= Warblish =

Warblish is the human imitation of bird vocalizations using existing words and phrases in a human language. The term was coined in 2017 by the linguist Hannah Sarvasy, but warblish itself is an ancient human tradition. Warblish is shared by a community, and likely does not apply to homophonic translations created by one person.

== Characteristics ==
Unlike onomatopoeia, where nonsense is created to sound like a bird's call, warblish uses real lexical items. Words in warblish might have meaning that related to the bird in a clever or useful way, or warblish may be humorous and nonsensical. Helen Innes of New Zealand has documented more than 1,500 examples in 55 languages, and sees warblish as a literary form. Good warblish may have a clear meaning or memorable alliteration, she told Audubon magazine. Conducting much of her search in texts such as memoirs, Innes noticed that warblish disappeared from some books in later editions. This suggests that an editor did not view warblish as valuable, "even if bird interpretations were usefully specific—as in when Serbia’s Golden Orioles would sing crvlijva glijva (worm-infested mushroom) to warn the fungi weren’t as fresh in late spring.

== Examples ==
Northern waterthrush: Nice old ladies don't chew tobacco

California quail: Chicago!
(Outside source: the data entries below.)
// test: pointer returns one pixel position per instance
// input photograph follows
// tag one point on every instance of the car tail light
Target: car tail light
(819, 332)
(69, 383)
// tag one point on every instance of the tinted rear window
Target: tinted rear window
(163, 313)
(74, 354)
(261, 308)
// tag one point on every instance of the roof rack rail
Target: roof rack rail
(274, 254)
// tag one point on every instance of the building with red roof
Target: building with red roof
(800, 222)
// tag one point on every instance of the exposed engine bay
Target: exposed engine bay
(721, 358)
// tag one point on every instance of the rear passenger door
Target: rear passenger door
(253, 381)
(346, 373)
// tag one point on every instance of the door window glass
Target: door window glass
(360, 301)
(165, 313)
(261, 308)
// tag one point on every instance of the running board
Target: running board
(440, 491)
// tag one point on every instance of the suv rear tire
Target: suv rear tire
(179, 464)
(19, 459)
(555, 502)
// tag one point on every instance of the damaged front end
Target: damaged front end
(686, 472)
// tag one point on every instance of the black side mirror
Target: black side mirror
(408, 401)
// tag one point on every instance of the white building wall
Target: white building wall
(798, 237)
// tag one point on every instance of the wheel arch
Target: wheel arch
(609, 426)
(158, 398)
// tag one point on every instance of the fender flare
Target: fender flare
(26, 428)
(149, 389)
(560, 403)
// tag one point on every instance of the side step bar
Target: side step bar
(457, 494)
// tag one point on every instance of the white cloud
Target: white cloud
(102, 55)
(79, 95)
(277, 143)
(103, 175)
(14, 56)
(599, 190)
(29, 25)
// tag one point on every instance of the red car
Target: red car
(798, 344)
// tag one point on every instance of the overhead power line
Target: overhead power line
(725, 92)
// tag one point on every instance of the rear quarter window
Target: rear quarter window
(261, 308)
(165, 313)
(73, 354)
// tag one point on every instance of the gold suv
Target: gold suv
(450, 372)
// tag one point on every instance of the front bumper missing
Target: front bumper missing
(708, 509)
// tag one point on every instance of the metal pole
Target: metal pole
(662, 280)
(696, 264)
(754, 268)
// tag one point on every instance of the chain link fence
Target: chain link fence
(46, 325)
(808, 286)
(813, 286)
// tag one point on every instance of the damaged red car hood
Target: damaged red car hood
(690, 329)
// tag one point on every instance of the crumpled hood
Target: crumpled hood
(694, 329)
Chicago!

Mountain Chickadee: Cheeseburger!

Great Tits: Kiss a shit!

Green catbird: Here I are

Barred owl: Who cooks for you?

== Importance ==
While warblish might seem trival, it has been suggested to have nontrival functions.Warblish seems at first to be a trivial phenomenon, a clownish verbal play between children or whimsical adults calling out cheeeeeseburger or whip poor will to the birds. Beyond its role as a mnemonic to help people recognize birds by their calls, it is a meaningful biocultural sensory practice that helps train people to listen carefully, make the world “one’s own” and pay careful attention to the ecologies of the other-than-human life around them.In many societies, warblish serves as more than just a mnemonic device for remembering bird vocalizations. Sarvasy outlines several functions and meanings associated with warblish cross-culturally:Heralding seasonal changes, planting/harvesting times Warning humans of approaching people, animals, or spirits Referencing mythology in which people transform into birds Describing observable bird behaviors and routines Facetious or humorous attributions.

== Research ==
According to Sarvasy, warblish has been overlooked as a topic of study compared to onomatopoeia and non-vocal mimicry of birdsong. More research is needed into the forms warblish takes across cultures, its functions and meanings, conventionality within speech communities, and how it relates to cultural knowledge of avian ecology and behavior. Cataloging examples of warblish from around the world can provide insights into humans' creative linguistic responses to the natural environment. A recent study has found warblish to widespread across cultures.